Non-logical arrays are a generalisation of the non-logical variable, capable of
storing
multiple values.
An array has to be declared in advance.
It has a fixed number of dimensions and a fixed size in each dimension.
Arrays in ECL^{i}PS^{e} are managed solely by special predicates.
In these predicates, arrays are represented by compound terms, e.g.,
matrix(5, 8)
where *matrix* is the name of the array, the arity of 2 specifies
the number of dimensions, and the integers 5 and 8 specify the size
in each dimension. The number of elements this array can hold is
thus 5*8 = 40.
The elements of this array can be addressed from matrix(0, 0)
up to matrix(4, 7).

An array must be explicitly created using a local/1 array/1 declaration, e.g.,

:- local array(matrix(5, 8)).

The array is only accessible from within the module where it was declared. The declaration will create a two-dimensional, 5-by-8 array with 40 elements matrix(0, 0) to matrix(4, 7). Arrays can be erased using the predicate erase_array/1, e.g.,

erase_array(matrix/2).

The value of an element of the array is set using the setval/2 predicate. The first argument of setval/2 specifies the element which is to be set, the second specifies the value to assign to it. The goal

setval(matrix(3, 2), plato)

sets the value
of element (3, 2) of array *matrix* to the atom *plato*.
Similarly, values of array elements are retrieved by use of the
getval/2
predicate. The first argument of
getval/2 specifies the element to
be
referenced, the second is unified with the value of that element.
Thus if the value of matrix(3, 2) had been set as above, the goal

getval(matrix(3, 2), Val)

would unify *Val* with the atom *plato*.
Similarly to non-logical variables, the value of integer array elements
can be updated using incval/1 and
decval/1.

It is possible to declare arrays whose elements are
constrained to belong to certain types. This allows ECL^{i}PS^{e} to increase
time and space efficiency of array element manipulation.
Such an array is created for instance by the predicate

:- local array(primes(100),integer).

The second argument specifies the type of the elements of the array. It takes as value an atom from the list float (for floating point numbers), integer (for integers), byte (an integer modulo 256), or prolog (any Prolog term—the resulting array is the same as if no type was specified). When a typed array is created, the value of each element is initialized to zero in the case of byte, integer and float, and to an uninstantiated variable in the case of prolog. Whenever a typed array element is set, type checking is carried out.

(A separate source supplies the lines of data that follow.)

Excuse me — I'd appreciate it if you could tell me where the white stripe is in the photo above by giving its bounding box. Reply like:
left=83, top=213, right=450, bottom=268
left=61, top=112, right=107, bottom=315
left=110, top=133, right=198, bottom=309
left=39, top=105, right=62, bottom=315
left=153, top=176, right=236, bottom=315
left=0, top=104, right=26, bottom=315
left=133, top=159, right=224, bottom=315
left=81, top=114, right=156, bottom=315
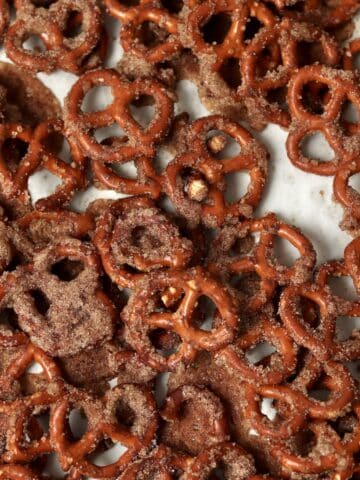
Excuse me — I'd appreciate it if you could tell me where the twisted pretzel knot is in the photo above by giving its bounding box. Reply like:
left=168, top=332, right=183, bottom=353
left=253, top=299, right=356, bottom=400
left=163, top=115, right=267, bottom=226
left=5, top=0, right=103, bottom=73
left=3, top=239, right=114, bottom=356
left=221, top=315, right=298, bottom=385
left=65, top=70, right=173, bottom=163
left=0, top=120, right=85, bottom=215
left=239, top=19, right=340, bottom=127
left=271, top=421, right=353, bottom=480
left=123, top=267, right=237, bottom=371
left=185, top=0, right=276, bottom=71
left=286, top=65, right=360, bottom=174
left=0, top=343, right=63, bottom=463
left=50, top=384, right=157, bottom=478
left=94, top=197, right=193, bottom=288
left=119, top=445, right=185, bottom=480
left=0, top=0, right=10, bottom=37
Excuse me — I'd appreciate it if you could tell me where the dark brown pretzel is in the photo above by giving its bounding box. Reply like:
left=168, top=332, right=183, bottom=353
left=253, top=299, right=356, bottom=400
left=0, top=464, right=39, bottom=480
left=271, top=422, right=352, bottom=480
left=5, top=0, right=102, bottom=73
left=163, top=115, right=267, bottom=226
left=0, top=124, right=39, bottom=214
left=0, top=344, right=63, bottom=463
left=3, top=239, right=114, bottom=356
left=119, top=445, right=191, bottom=480
left=122, top=267, right=237, bottom=371
left=65, top=70, right=173, bottom=162
left=31, top=120, right=86, bottom=210
left=286, top=65, right=360, bottom=175
left=94, top=197, right=192, bottom=288
left=50, top=385, right=157, bottom=478
left=244, top=383, right=306, bottom=440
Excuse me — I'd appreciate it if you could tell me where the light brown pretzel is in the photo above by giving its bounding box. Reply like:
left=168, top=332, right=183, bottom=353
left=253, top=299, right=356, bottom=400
left=122, top=267, right=237, bottom=371
left=2, top=239, right=114, bottom=356
left=0, top=344, right=63, bottom=463
left=65, top=70, right=173, bottom=163
left=120, top=5, right=181, bottom=63
left=94, top=197, right=192, bottom=288
left=271, top=422, right=352, bottom=480
left=181, top=442, right=256, bottom=480
left=286, top=65, right=360, bottom=174
left=333, top=156, right=360, bottom=220
left=163, top=115, right=267, bottom=227
left=30, top=120, right=86, bottom=210
left=50, top=385, right=157, bottom=478
left=221, top=315, right=297, bottom=385
left=239, top=19, right=340, bottom=127
left=5, top=0, right=102, bottom=73
left=160, top=385, right=230, bottom=455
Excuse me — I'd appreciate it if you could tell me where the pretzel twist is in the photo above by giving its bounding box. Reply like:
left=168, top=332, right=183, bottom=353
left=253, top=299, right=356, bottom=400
left=286, top=65, right=360, bottom=175
left=5, top=0, right=102, bottom=73
left=123, top=267, right=237, bottom=371
left=65, top=70, right=173, bottom=163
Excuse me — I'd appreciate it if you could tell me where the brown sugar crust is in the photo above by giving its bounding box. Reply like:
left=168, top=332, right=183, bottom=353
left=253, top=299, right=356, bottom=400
left=3, top=239, right=113, bottom=356
left=94, top=197, right=193, bottom=288
left=160, top=385, right=229, bottom=455
left=0, top=62, right=62, bottom=127
left=5, top=0, right=103, bottom=73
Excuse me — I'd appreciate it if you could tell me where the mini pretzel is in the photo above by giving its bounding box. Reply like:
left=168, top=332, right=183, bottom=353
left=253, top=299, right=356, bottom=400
left=0, top=0, right=10, bottom=36
left=14, top=210, right=95, bottom=248
left=290, top=0, right=359, bottom=30
left=65, top=70, right=173, bottom=162
left=3, top=239, right=114, bottom=356
left=185, top=0, right=276, bottom=71
left=244, top=383, right=305, bottom=440
left=0, top=124, right=39, bottom=214
left=160, top=385, right=229, bottom=455
left=343, top=38, right=360, bottom=70
left=120, top=5, right=181, bottom=63
left=50, top=385, right=157, bottom=478
left=286, top=65, right=360, bottom=175
left=94, top=197, right=192, bottom=288
left=123, top=267, right=237, bottom=371
left=250, top=214, right=316, bottom=284
left=105, top=0, right=154, bottom=24
left=91, top=152, right=161, bottom=199
left=291, top=354, right=354, bottom=420
left=164, top=115, right=267, bottom=227
left=119, top=445, right=187, bottom=480
left=0, top=464, right=39, bottom=480
left=0, top=344, right=62, bottom=462
left=5, top=0, right=102, bottom=73
left=280, top=284, right=337, bottom=358
left=271, top=422, right=352, bottom=480
left=181, top=443, right=256, bottom=480
left=207, top=221, right=277, bottom=311
left=217, top=315, right=297, bottom=385
left=333, top=157, right=360, bottom=219
left=31, top=120, right=86, bottom=210
left=344, top=238, right=360, bottom=292
left=239, top=19, right=340, bottom=127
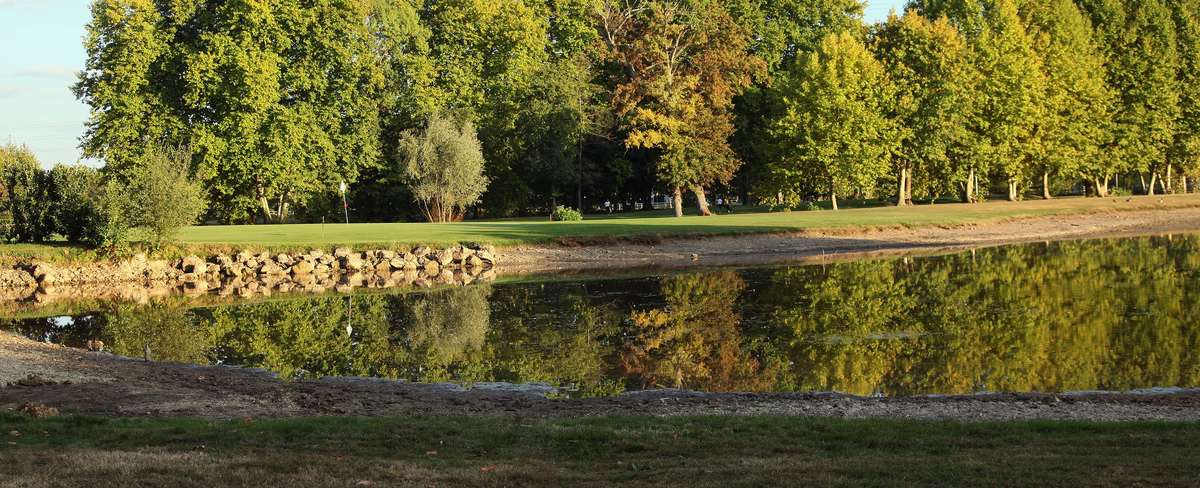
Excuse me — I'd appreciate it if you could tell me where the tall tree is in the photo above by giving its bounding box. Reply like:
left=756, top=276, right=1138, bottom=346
left=1021, top=0, right=1115, bottom=199
left=599, top=0, right=764, bottom=216
left=872, top=11, right=968, bottom=205
left=1080, top=0, right=1181, bottom=193
left=772, top=32, right=894, bottom=210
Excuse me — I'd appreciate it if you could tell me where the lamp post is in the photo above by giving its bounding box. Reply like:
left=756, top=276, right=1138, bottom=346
left=337, top=180, right=350, bottom=223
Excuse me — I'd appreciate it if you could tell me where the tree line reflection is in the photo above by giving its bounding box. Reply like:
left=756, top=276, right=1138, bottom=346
left=8, top=237, right=1200, bottom=394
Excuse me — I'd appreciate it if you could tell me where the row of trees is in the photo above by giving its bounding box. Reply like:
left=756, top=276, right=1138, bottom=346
left=763, top=0, right=1200, bottom=205
left=9, top=236, right=1200, bottom=394
left=0, top=145, right=206, bottom=246
left=76, top=0, right=1200, bottom=222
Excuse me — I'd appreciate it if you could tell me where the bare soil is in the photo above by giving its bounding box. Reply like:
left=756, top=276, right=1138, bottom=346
left=499, top=207, right=1200, bottom=276
left=0, top=333, right=1200, bottom=421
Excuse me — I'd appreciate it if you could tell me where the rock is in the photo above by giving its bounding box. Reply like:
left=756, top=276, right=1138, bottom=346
left=290, top=261, right=317, bottom=275
left=340, top=254, right=364, bottom=272
left=436, top=249, right=454, bottom=267
left=20, top=402, right=59, bottom=418
left=424, top=261, right=442, bottom=276
left=179, top=254, right=209, bottom=275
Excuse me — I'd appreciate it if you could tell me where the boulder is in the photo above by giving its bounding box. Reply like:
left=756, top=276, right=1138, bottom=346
left=290, top=261, right=317, bottom=275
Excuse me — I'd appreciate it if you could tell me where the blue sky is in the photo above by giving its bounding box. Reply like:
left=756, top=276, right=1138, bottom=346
left=0, top=0, right=905, bottom=165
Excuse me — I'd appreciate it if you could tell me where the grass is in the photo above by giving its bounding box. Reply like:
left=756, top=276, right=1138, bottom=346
left=0, top=415, right=1200, bottom=487
left=7, top=194, right=1200, bottom=261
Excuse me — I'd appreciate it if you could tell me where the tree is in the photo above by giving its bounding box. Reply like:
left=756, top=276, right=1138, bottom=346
left=598, top=0, right=764, bottom=216
left=76, top=0, right=382, bottom=222
left=400, top=115, right=488, bottom=222
left=1080, top=0, right=1181, bottom=194
left=130, top=146, right=208, bottom=247
left=0, top=145, right=55, bottom=242
left=872, top=11, right=970, bottom=206
left=1022, top=0, right=1115, bottom=199
left=772, top=32, right=893, bottom=210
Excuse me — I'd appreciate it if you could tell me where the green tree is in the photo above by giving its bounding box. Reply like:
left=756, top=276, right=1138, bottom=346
left=400, top=115, right=488, bottom=222
left=872, top=11, right=970, bottom=205
left=772, top=32, right=894, bottom=210
left=599, top=0, right=763, bottom=216
left=131, top=146, right=208, bottom=247
left=0, top=144, right=55, bottom=242
left=1022, top=0, right=1115, bottom=199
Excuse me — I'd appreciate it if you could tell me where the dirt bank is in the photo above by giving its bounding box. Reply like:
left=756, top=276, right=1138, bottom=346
left=499, top=207, right=1200, bottom=275
left=0, top=333, right=1200, bottom=421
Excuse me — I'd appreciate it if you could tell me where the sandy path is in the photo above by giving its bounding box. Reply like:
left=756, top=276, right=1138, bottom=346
left=500, top=207, right=1200, bottom=275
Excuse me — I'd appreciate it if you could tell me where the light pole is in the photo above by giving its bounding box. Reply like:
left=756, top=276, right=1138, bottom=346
left=337, top=180, right=350, bottom=223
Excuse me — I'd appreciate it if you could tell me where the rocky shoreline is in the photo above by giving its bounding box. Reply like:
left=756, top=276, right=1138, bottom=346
left=0, top=246, right=497, bottom=301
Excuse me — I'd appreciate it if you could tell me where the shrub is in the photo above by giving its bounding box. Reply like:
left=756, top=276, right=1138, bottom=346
left=550, top=205, right=583, bottom=222
left=130, top=147, right=208, bottom=248
left=400, top=115, right=487, bottom=222
left=49, top=164, right=100, bottom=242
left=79, top=181, right=132, bottom=254
left=0, top=145, right=54, bottom=242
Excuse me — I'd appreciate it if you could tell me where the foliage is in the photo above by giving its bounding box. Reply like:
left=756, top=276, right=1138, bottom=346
left=400, top=115, right=488, bottom=222
left=78, top=180, right=134, bottom=254
left=770, top=32, right=894, bottom=210
left=130, top=146, right=208, bottom=247
left=600, top=0, right=764, bottom=216
left=550, top=205, right=583, bottom=222
left=47, top=164, right=100, bottom=242
left=0, top=145, right=55, bottom=242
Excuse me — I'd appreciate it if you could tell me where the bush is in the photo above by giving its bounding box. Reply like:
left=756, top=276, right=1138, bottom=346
left=0, top=145, right=54, bottom=242
left=400, top=115, right=487, bottom=222
left=79, top=181, right=132, bottom=254
left=550, top=205, right=583, bottom=222
left=49, top=164, right=100, bottom=242
left=132, top=147, right=208, bottom=248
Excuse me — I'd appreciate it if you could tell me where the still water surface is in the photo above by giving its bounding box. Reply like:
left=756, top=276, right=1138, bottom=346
left=0, top=236, right=1200, bottom=396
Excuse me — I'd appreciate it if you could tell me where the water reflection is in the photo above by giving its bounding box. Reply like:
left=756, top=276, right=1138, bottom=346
left=7, top=237, right=1200, bottom=396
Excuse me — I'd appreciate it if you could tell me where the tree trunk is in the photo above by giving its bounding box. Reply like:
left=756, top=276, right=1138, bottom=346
left=671, top=187, right=683, bottom=217
left=691, top=185, right=713, bottom=217
left=967, top=168, right=974, bottom=204
left=904, top=168, right=912, bottom=205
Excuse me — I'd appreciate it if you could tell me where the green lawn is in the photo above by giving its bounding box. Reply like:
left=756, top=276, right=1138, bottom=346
left=7, top=194, right=1200, bottom=259
left=181, top=195, right=1200, bottom=247
left=0, top=414, right=1200, bottom=487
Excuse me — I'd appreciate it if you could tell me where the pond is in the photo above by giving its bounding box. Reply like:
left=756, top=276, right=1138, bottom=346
left=0, top=236, right=1200, bottom=396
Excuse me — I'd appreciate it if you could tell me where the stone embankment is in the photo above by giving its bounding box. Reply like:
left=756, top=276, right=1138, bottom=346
left=0, top=246, right=497, bottom=300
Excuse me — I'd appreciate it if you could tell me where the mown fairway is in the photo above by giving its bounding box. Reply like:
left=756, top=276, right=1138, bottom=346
left=180, top=194, right=1200, bottom=247
left=0, top=416, right=1200, bottom=487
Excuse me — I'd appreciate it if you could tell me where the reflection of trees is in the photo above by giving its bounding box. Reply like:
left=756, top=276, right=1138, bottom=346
left=620, top=271, right=770, bottom=391
left=768, top=239, right=1200, bottom=394
left=104, top=301, right=215, bottom=363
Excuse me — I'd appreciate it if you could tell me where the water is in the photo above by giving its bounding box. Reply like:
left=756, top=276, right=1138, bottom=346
left=0, top=236, right=1200, bottom=396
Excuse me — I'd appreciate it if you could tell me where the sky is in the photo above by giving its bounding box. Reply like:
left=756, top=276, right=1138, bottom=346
left=0, top=0, right=905, bottom=165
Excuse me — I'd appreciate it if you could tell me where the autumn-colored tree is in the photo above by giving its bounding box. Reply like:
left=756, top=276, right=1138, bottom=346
left=598, top=0, right=764, bottom=216
left=770, top=32, right=894, bottom=210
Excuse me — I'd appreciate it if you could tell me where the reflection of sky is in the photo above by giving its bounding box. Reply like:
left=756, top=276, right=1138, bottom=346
left=0, top=0, right=904, bottom=165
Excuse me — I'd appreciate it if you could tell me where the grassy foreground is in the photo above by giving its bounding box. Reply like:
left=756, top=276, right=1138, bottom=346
left=0, top=415, right=1200, bottom=487
left=0, top=194, right=1200, bottom=261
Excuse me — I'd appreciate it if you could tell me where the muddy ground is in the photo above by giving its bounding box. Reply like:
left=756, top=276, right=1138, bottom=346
left=499, top=207, right=1200, bottom=276
left=7, top=209, right=1200, bottom=421
left=0, top=333, right=1200, bottom=421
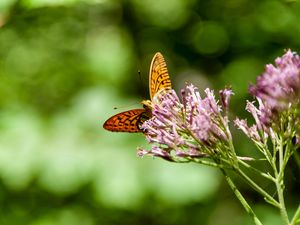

As an example of the use of a typed array, consider the following goal, which creates a 3-by-3 matrix describing a 90 degree rotation about the x-axis of a Cartesian coordinate system.

:- local array(rotate(3, 3), integer). :- setval(rotate(0, 0), 1), setval(rotate(1, 2), -1), setval(rotate(2, 1), 1).

(The other elements of the above array are automatically initialized to zero).

The predicate current_array/2 is provided to find the size, type and visibility of defined arrays. of the array and its type to be found:

current_array(Array, Props)

where *Array* is the array specification as in the declaration (but it
may be uninstantiated or partially instantiated), and *Props* is
a list indicating the array’s type and visibility.
Non-logical variables are also returned: *Array* is then an atom, and
the type is prolog.

[eclipse 1]: local(array(pair(2))), setval(count, 3), local(array(count(3,4,5), integer)). yes. [eclipse 2]: current_array(Array, Props). Array = pair(2) Props = [prolog, local] More? (;) Array = count Props = [prolog, local] More? (;) Array = count(3, 4, 5) Props = [integer, local] More? (;) no (more) solution. [eclipse 3]: current_array(count(X,Y,Z), _). X = 3 Y = 4 Z = 5 yes.